I still remember the day I chose to be heterosexual. It was the fourth grade.
I was 10 years old and I already knew all about girls. I knew to take precautions with them. I knew to be very careful.
I knew they all had girl germs.
And if there’s one thing a worldly young man like myself already realized, it’s that you definitely did not want to catch girl germs.
And so I spent every recess sprinting through the schoolyard, tearing around the jungle gym, and barreling through clusters of scattering kids, trying to escape being touched by one of the female runners. It was like the cornfield human round-up in the Planet of the Apes (or maybe The Walking Dead, a few decades early). I did my best to help the other boys when I could, of course, but we all knew that when push came to shove, it was every guy for himself. Better them than me.
We ran for our lives every lunchtime, knowing that to be touched was to be contaminated. But I was super fast. Maybe it was my sweet new pair of Zips, maybe it was my natural ability, or maybe it was Adrenaline and desperation—but I was one heck of a runner.
That is, until Lori Kopcash.
Up until that day, Lori had been my greatest playground nemesis, and her very presence struck fear in my 10-year old heart. She was gross and icky and absolutely crawling with girl germs—and she could run fast too.
One afternoon Lori was chasing me through the blur of the screaming crowd around me, when I suddenly realized I wasn’t running as fast as I could anymore. In fact, I was sort of dogging it on purpose. The truth blindsided me like a truck: something in me really wanted Lori Kopcash to catch me.
That was the day I chose my heterosexuality.
Of course, there was no real decision to be made here; no furious debate in my mind, no great wrestling with the choice at all. I simply became aware that Lori Kopcash made me feel something I’d never felt before. I couldn’t rationalize it or explain it—I just liked her. I just liked girls. My perception of girls and their respective germs was never quite the same again.
We all can point to those moments early in our journey when we realize something true about how our hearts and bodies work. There would be more times, but this was the first.
It wasn’t until later that I learned through the faith tradition I’d inherited, that apparently not all people worked this way. Some people, my Christianity told me, choose to be gay; they reject the very natural reality of what God had hard-wired into them, and make a conscious decision to be a different way. What I experienced without thinking in that playground—they somehow decide. What was an awareness for me, was for them a premeditated choice.
I knew right away how ridiculous an idea that was.
I knew that it was both arrogant and ignorant to imagine that anyone else’s experience of attraction or affection or desire were any different from mine—simply because the orientation of those things were. The story that my religion told me about these things just didn’t ring true that day. It still doesn’t.
Later when I became a pastor, I was committed to remembering how natural what I felt that afternoon for Lori felt, and to work toward a Church that respects that we each have a truest truth; that we should be allowed to live and love and worship from that most authentic place. If God made any of us to naturally feel what we feel without getting to choose it—God created all of us this way.

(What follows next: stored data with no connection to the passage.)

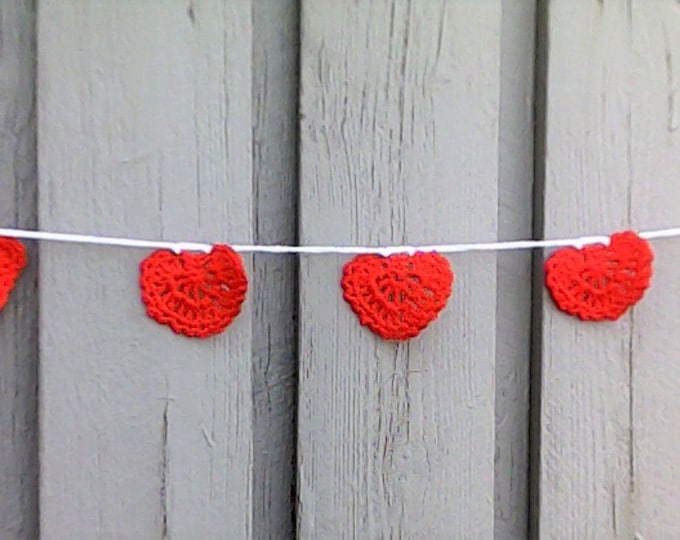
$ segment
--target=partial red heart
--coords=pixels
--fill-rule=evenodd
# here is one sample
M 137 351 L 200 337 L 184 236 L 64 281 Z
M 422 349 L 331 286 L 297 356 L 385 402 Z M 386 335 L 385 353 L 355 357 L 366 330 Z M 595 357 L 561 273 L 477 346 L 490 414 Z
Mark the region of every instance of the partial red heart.
M 444 309 L 453 272 L 438 253 L 358 255 L 342 273 L 343 298 L 359 322 L 379 336 L 417 336 Z
M 0 309 L 7 305 L 9 294 L 26 267 L 26 248 L 14 238 L 0 238 Z
M 222 332 L 241 312 L 248 290 L 241 258 L 224 245 L 207 254 L 155 251 L 140 271 L 147 315 L 189 337 Z
M 584 321 L 614 321 L 649 287 L 654 254 L 632 231 L 611 236 L 608 246 L 562 248 L 545 262 L 545 283 L 555 304 Z

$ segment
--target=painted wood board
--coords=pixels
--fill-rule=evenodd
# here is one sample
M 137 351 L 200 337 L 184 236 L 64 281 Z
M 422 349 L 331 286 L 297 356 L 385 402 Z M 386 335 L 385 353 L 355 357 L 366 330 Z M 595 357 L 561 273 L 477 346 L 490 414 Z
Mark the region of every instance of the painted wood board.
M 536 5 L 502 2 L 498 239 L 531 238 Z M 527 538 L 531 253 L 499 253 L 496 289 L 495 524 Z
M 38 22 L 41 227 L 251 242 L 250 2 L 44 0 Z M 41 246 L 46 538 L 250 537 L 250 302 L 176 336 L 144 314 L 147 253 Z
M 36 226 L 35 18 L 32 2 L 0 4 L 0 224 Z M 38 534 L 38 260 L 0 312 L 0 537 Z
M 299 6 L 253 3 L 254 239 L 297 242 Z M 295 531 L 297 258 L 253 256 L 253 537 Z
M 674 224 L 679 21 L 670 1 L 550 2 L 546 237 Z M 541 538 L 664 538 L 680 525 L 680 251 L 658 245 L 652 290 L 617 322 L 584 324 L 544 293 Z
M 304 244 L 498 234 L 501 2 L 302 4 Z M 381 341 L 346 257 L 301 261 L 303 538 L 491 538 L 497 257 L 451 257 L 440 318 Z
M 680 6 L 633 2 L 630 13 L 629 188 L 632 223 L 680 223 Z M 634 533 L 680 530 L 680 239 L 655 241 L 652 287 L 633 313 L 631 487 Z

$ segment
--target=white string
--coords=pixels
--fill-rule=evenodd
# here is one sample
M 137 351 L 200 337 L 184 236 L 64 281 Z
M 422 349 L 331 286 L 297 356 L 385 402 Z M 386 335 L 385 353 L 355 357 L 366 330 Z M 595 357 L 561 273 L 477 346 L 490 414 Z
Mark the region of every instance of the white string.
M 638 233 L 641 238 L 652 240 L 655 238 L 672 238 L 680 236 L 680 227 L 643 231 Z M 96 236 L 87 234 L 67 234 L 49 231 L 29 231 L 25 229 L 0 228 L 0 236 L 25 238 L 29 240 L 46 240 L 52 242 L 68 242 L 73 244 L 96 244 L 105 246 L 123 246 L 147 249 L 169 249 L 175 253 L 182 251 L 203 251 L 209 253 L 212 244 L 198 242 L 167 242 L 161 240 L 144 240 L 139 238 L 117 238 L 111 236 Z M 283 246 L 283 245 L 231 245 L 235 251 L 241 253 L 298 253 L 307 255 L 324 254 L 378 254 L 392 255 L 394 253 L 413 254 L 416 251 L 437 251 L 439 253 L 464 253 L 468 251 L 510 251 L 521 249 L 554 248 L 554 247 L 583 247 L 589 244 L 609 244 L 609 236 L 581 236 L 578 238 L 560 238 L 556 240 L 513 240 L 508 242 L 474 242 L 466 244 L 440 244 L 421 246 Z

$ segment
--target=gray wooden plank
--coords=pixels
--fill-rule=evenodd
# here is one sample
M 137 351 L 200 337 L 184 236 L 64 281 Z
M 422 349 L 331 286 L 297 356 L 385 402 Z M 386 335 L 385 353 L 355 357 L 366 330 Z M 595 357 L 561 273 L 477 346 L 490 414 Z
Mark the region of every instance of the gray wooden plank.
M 255 241 L 297 242 L 297 0 L 253 3 Z M 297 259 L 253 257 L 253 536 L 295 533 Z
M 30 0 L 0 4 L 0 222 L 34 228 L 35 15 Z M 38 536 L 38 261 L 0 312 L 0 537 Z
M 502 2 L 498 238 L 530 238 L 536 2 Z M 498 256 L 495 530 L 527 537 L 531 253 Z
M 496 238 L 501 2 L 302 6 L 301 241 Z M 451 260 L 395 345 L 342 301 L 347 258 L 302 259 L 302 538 L 493 537 L 497 257 Z
M 632 219 L 630 2 L 552 0 L 547 20 L 543 233 L 607 234 Z M 634 222 L 634 223 L 633 223 Z M 633 538 L 632 316 L 583 323 L 543 291 L 540 538 Z
M 251 242 L 250 2 L 38 9 L 41 226 Z M 176 336 L 144 315 L 146 254 L 41 246 L 42 534 L 248 538 L 250 302 Z
M 637 1 L 630 13 L 630 212 L 641 228 L 677 226 L 680 11 Z M 652 287 L 633 314 L 630 411 L 635 534 L 680 531 L 680 239 L 655 241 Z

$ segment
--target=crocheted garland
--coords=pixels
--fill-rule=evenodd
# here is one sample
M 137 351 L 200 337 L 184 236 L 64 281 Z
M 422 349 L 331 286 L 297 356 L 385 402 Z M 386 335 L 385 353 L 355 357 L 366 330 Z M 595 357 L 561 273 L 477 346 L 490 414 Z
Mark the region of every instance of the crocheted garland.
M 670 230 L 673 232 L 674 230 Z M 666 232 L 666 231 L 657 231 Z M 609 245 L 565 247 L 545 262 L 545 284 L 557 307 L 584 321 L 616 320 L 650 285 L 654 254 L 632 231 Z M 0 237 L 0 309 L 27 264 L 24 246 Z M 343 269 L 343 298 L 362 325 L 389 340 L 416 337 L 446 306 L 454 275 L 439 253 L 358 255 Z M 146 313 L 178 334 L 209 337 L 239 315 L 248 278 L 227 245 L 209 254 L 158 250 L 140 264 Z
M 198 338 L 229 326 L 248 290 L 241 258 L 225 245 L 208 254 L 154 251 L 140 265 L 139 283 L 149 317 Z
M 640 301 L 652 277 L 654 254 L 632 231 L 602 244 L 556 251 L 545 263 L 545 283 L 557 307 L 584 321 L 616 320 Z
M 26 267 L 26 249 L 14 238 L 0 238 L 0 309 L 7 305 L 9 294 Z
M 343 298 L 359 322 L 390 340 L 416 337 L 451 295 L 453 272 L 438 253 L 358 255 L 342 273 Z

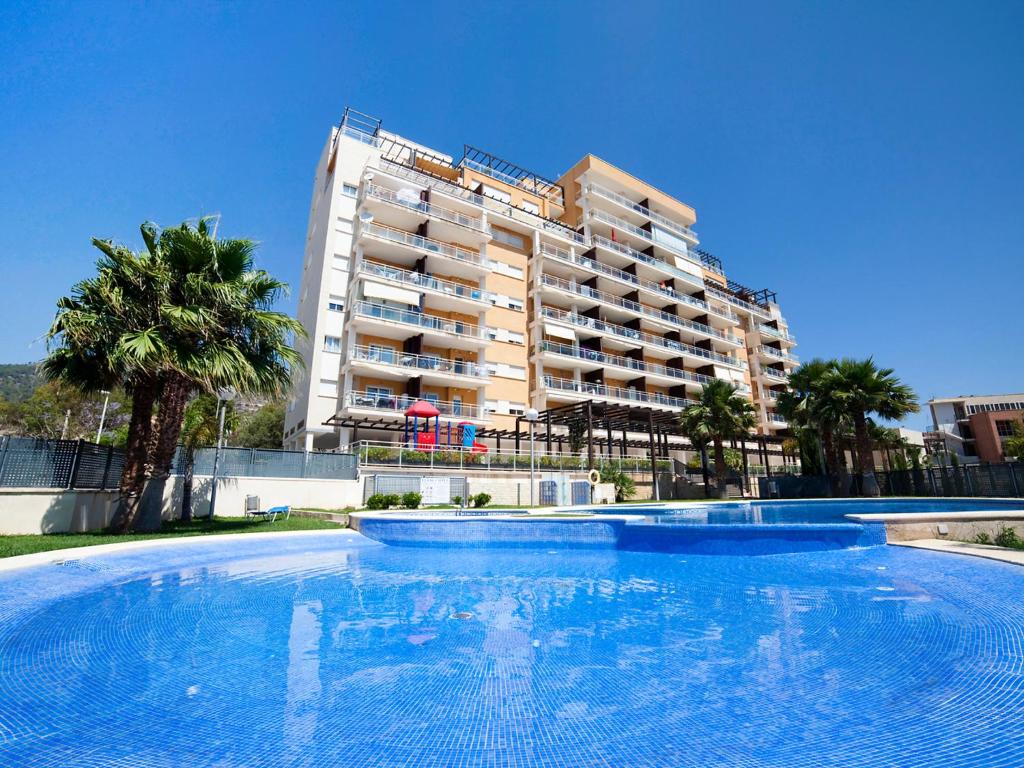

One of the greatest failings I see in my fellow Christians, is assuming that they can determine what is natural for someone else; what is their real, their truth—that they can decide for another person who they are.
It grieves me when I see followers of Jesus dismissing someone else’s story; their sense of identity, their inclination to love, the orientation of their affections, and the revelation of their own hearts—as if they know more about those people than they know about themselves. It’s the height of hubris.
One of the prayers I carry daily, is that more people who claim faith in Jesus will find the humility to remember what they learned about themselves at some point in their lives, and to allow everyone the dignity of coming to their own conclusions.
There in the playground of St. Mary’s Catholic school, Lori Kopcash made me stop running. And when I did I woke up to the way my heart worked. I didn’t choose anything, I discovered it.
That is a gift we should give everyone, both inside and outside the Church: the joy of being who they really are and trusting them with their own stories.
We should tell all people that when it comes to how they love and who they love—they can stop running.